Before long he was at a cell, in a section of its own away from other cells or people, with one prisoner inside.
Suit said, “All you have to do is watch him.”
Mo got to see the tube once in a while at the mission evening meal. He recognized this prisoner. It was Bert Player, previously convicted and currently charged with procuring, trafficking, rapes, and connected to the rich and famous, presidents and princes.
Mo was thinking, So, all I have to do is babysit this lowlife all night? He wondered if they had any magazines. But there was no chair in the corridor.
“Can I sit somewhere?”
“Yes, of course. There are two cots in there.”
“In there?”
“He’s not supposed to be left alone.”
In the morning, they found Bert Player hung by the neck and Mo Johnson had retrieved his ID, collected his voucher, took himself, and left. He never signed out, but then he never signed in.

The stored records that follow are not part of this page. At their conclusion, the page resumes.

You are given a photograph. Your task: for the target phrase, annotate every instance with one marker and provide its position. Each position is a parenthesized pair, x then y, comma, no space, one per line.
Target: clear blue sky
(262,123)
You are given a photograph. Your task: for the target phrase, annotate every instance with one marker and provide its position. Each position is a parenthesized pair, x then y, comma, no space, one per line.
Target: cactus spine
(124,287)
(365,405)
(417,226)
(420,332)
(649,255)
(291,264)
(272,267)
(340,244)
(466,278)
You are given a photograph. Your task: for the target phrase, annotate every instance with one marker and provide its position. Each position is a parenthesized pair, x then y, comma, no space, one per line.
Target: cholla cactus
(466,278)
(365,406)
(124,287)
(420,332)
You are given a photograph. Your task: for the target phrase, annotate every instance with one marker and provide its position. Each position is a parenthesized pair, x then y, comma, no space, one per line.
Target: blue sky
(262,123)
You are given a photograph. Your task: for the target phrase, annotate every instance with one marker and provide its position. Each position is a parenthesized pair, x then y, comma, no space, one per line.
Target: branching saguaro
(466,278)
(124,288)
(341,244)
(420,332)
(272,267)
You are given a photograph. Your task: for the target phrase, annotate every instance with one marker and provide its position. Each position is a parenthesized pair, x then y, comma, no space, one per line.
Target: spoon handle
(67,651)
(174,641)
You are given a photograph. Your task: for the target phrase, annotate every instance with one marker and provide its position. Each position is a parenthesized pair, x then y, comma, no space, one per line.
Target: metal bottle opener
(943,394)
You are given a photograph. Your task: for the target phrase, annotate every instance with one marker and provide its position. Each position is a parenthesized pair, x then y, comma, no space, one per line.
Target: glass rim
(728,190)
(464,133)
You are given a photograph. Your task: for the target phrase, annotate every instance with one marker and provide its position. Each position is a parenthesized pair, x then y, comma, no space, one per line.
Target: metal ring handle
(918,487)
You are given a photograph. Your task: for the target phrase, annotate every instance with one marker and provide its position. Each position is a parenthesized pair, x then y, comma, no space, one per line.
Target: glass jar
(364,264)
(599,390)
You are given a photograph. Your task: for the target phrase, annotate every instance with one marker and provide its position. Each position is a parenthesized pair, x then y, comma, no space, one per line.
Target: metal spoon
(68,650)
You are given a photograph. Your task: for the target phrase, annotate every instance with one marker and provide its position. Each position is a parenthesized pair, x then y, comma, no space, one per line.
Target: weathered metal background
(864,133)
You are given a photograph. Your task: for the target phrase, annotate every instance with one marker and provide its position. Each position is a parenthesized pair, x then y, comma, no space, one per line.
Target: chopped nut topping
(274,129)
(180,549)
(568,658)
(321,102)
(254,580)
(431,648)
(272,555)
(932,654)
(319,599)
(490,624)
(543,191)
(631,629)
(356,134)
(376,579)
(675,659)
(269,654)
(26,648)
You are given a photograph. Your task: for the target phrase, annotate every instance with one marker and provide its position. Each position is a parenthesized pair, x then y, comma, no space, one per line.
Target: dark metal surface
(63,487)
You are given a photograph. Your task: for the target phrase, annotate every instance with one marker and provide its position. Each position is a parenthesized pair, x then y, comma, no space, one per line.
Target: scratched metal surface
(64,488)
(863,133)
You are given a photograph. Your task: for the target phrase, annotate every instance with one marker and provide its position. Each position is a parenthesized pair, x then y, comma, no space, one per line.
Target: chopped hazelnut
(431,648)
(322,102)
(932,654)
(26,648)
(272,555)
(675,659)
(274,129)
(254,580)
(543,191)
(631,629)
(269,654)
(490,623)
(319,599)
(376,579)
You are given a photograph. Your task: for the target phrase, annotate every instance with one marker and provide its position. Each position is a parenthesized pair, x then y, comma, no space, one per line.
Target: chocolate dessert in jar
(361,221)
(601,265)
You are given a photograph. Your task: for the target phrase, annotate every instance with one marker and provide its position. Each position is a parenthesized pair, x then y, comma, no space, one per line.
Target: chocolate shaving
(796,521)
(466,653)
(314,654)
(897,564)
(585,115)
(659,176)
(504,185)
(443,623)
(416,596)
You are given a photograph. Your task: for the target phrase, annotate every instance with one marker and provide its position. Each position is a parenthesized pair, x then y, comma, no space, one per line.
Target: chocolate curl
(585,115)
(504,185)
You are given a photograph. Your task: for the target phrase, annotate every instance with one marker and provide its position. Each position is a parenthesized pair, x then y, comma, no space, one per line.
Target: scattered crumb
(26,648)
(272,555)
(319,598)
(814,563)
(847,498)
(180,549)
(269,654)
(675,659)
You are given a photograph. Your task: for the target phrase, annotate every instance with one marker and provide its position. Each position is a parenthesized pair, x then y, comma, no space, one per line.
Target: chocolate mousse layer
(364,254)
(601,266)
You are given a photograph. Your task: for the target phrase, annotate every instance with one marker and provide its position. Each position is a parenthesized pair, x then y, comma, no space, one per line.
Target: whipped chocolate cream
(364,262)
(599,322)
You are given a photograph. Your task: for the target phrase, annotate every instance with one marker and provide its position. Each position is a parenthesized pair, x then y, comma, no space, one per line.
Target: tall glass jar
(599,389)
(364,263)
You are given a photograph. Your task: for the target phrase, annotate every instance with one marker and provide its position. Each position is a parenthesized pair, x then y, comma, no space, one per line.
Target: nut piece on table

The photocopied ID didn’t provide sufficient details to track him, and he never cashed the voucher. Those are the revealed facts, though Mo is known by a select few to have landed on an obscure tropical island that doesn’t require a passport, and where, to this day, occasionally with the same few as visitors, he continues to fulfill his vision of Paradise itself on this earth.